The probability is that Dr. Flowers and I do not share the same analysis of how our economic system and the political and social institutions built upon it function. Obviously, she does not think that the attainment of Universal Government Funded Health Care for all United States Citizens would require anything like a revolution. Back in the early 70’s, before we understood the magic of economic recovery through “bubbles,” when many thought we were again facing the depression to end all depressions, I came across a quote by the Chairman of General Motors that I thought summed up the purpose of economic activity well. In a long article entitled “The Profit System and American Growth” GM’s chairman reminds us that “wages, taxes, dividends” all come from profits. If there are no profits, he says there is no money for education, health, welfare, no nothing (as the taxes which support these things come out of profits and wages paid by profitable enterprises). Material resources, production equipment, everything will lay idle unless corporations earn the rate of profit they deem sufficient. Corporations, he says must do well, before they can do good: and we must educate the American people on the importance of increased profits (NYT, 3/4/74). Capitalists were more candid back in those days. Conoco even ran big glossy ads in magazines bragging “Business and Industry account for nearly 70 percent of all the energy used in our country! (Newsweek, 8/26/74).” Environmentalists tell us it more like 80 per cent today.

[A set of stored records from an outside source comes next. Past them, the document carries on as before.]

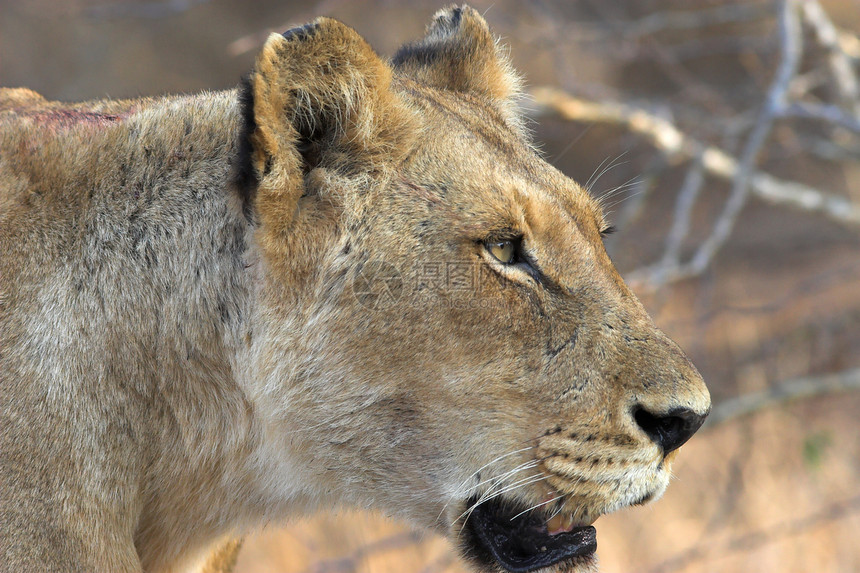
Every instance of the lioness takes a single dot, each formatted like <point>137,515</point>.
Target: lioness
<point>350,282</point>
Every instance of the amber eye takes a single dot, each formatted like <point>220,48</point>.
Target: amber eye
<point>504,251</point>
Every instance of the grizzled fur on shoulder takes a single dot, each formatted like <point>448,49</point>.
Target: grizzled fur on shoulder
<point>349,282</point>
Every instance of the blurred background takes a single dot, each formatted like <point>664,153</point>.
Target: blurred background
<point>724,138</point>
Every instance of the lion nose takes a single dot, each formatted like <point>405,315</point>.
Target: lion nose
<point>669,430</point>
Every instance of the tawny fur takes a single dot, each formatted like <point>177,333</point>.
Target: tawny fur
<point>183,356</point>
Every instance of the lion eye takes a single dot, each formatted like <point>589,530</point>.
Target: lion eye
<point>504,251</point>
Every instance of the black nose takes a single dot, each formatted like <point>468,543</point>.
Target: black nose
<point>670,430</point>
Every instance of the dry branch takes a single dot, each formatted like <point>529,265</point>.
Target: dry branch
<point>680,147</point>
<point>789,391</point>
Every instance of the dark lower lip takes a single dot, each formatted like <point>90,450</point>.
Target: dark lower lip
<point>520,543</point>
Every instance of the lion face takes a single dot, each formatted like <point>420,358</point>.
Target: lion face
<point>443,335</point>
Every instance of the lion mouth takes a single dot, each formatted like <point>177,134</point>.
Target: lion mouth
<point>501,533</point>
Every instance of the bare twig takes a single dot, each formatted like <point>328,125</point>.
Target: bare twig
<point>828,113</point>
<point>840,63</point>
<point>679,146</point>
<point>791,49</point>
<point>690,190</point>
<point>789,391</point>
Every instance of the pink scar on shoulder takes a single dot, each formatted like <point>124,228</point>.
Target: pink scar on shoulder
<point>68,118</point>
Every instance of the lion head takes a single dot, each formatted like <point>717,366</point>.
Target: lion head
<point>440,332</point>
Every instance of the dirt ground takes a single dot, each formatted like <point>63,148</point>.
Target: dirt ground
<point>777,490</point>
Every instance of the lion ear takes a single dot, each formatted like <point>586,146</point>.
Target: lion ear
<point>459,53</point>
<point>318,96</point>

No, we in the US, are not going to get government funded universal health care in the middle of an economic depression, if ever. But the steps one takes to get closer to that goal have to recognize the facts on the ground, and respect the reality less affluent people are struggling with. People do not understand the existing Medicare system nor the changes being implemented now…thanks in part of the misleading “Medicare For All” sloganeering that echoed the administrations’ propaganda about MA HMO. Millions of elderly knew those slogans did not reflect the truth about the challenges they face with Medicare. Rather than pursuing Obama, or defending Kucinich, or wishing Nader’s rich acquaintances would go against material interests of their class and cough up $billions for the programs we need, activists would benefit from an honest conversation with what some still call “the grassroots;” and include the elderly. Listen. Start there.